In the early 1980s, McDougal set out to ride the speculative steamroller. He acquired Madison Guaranty Savings, a little-known institution. Under McDougal, the thrift’s financial portfolio grew rapidly, from $10 million in assets in 1983 to $123 million by 1986. He and some of his associates indulged themselves in the usual pleasures of 1980s thrift barons: the jaguars, the Mercedeses, the $500,000 homes. McDougal aggressively peddled real-estate deals with TV ads featuring McDougal’s glamorous wife on horseback and his brother-in-law, James Henley, a former Baptist minister and social worker who introduced himself to TV viewers as Jim (Friendly) Henley
By 1986 regulators were moving in on Madison Guaranty, which they feared was radically overextended. In 1990 McDougal and two brothers-in-law were tried on charges of bank fraud and conspiracy after McDougal, a manic-depressive reformed alcoholic, failed in an attempt to get himself declared mentally unfit for trial, according to reports. McDougal and the others were cleared, but when his friend Bill Clinton ran for president two years later, the national press began nosing into their business dealings. The New York Times revealed that as governor, Clinton had been in business with a man whose thrift was regulated by his own state agencies. But after lawyers hired by the Clinton campaign to review the deal reported that the Clintons had lost nearly $69,000 in the deal and were only passive investors, the story died rapidly. Last December the Clintons sold their virtually worthless interest in Whitewater back to McDougal. The transaction was handled by the then Little Rock lawyer Vince Foster, who shot himself to death July 20 while serving as Clinton’s deputy White House counsel.

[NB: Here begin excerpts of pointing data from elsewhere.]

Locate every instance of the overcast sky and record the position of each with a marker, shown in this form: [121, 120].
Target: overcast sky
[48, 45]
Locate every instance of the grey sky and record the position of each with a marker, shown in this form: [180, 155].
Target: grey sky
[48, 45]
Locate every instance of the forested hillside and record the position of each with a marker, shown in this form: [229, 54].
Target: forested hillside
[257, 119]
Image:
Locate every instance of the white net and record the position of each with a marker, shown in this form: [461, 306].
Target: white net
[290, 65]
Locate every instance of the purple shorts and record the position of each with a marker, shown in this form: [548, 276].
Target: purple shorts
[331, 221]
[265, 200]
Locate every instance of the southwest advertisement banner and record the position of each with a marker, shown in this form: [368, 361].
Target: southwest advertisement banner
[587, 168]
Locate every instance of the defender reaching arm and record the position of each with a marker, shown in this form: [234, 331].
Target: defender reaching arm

Last week, however, the Clinton-McDougal partnership resurfaced, raising more potentially damaging questions. This time the most intriguing developments involved a retired part-time Little Rock judge named David Hale. The owner of a tiny investment fund that made government-subsidized loans to socially disadvantaged businessmen, Hale was indicted in September on charges of defrauding the Small Business Administration. (He pleaded not guilty.) Two months before, the FBI had raided Hale’s office and taken away files on several transactions, including a $300,000 loan Hale’s company had made in April 1986 to a company run by Susan McDougal. In a telephone interview with NEWSWEEK, Hale maintained that both Jim McDougal and Clinton had directly urged him to make the loan to help bail them out of unspecified financial problems. McDougal denies that the conversations ever took place.
Some of the loan was used to buy a parcel of property whose title was transferred to Whitewater Development Corp. Whitewater, of course, hardly qualifies as a socially disadvantaged small business. McDougal’s lawyer insists that the Clintons had no knowledge of the transaction. In an eerie coincidence, a federal magistrate in Little Rock signed the search warrant authorizing the raid on Hale’s office only hours before Foster’s mysterious suicide. Although there is no evidence to show that Foster found out about the pending FBI raid, or had anything to do with the matters under investigation, the timing fanned media interest.
The White House strategy last week appeared to be to try to contain the story by treating it with contempt. Spokesmen ridiculed the suggestion that the Clintons were ever aware of specific financial dealings by Whitewater Development. The president, asked about the Whitewater tangle during a photo opportunity, insisted: “We did nothing improper.” He added: “Old story.” But the media continued to look for new revelations, in large part because of its ongoing fascination with the Foster suicide and a revived interest in the Arkansas milieu from which Clinton and his coterie emerged.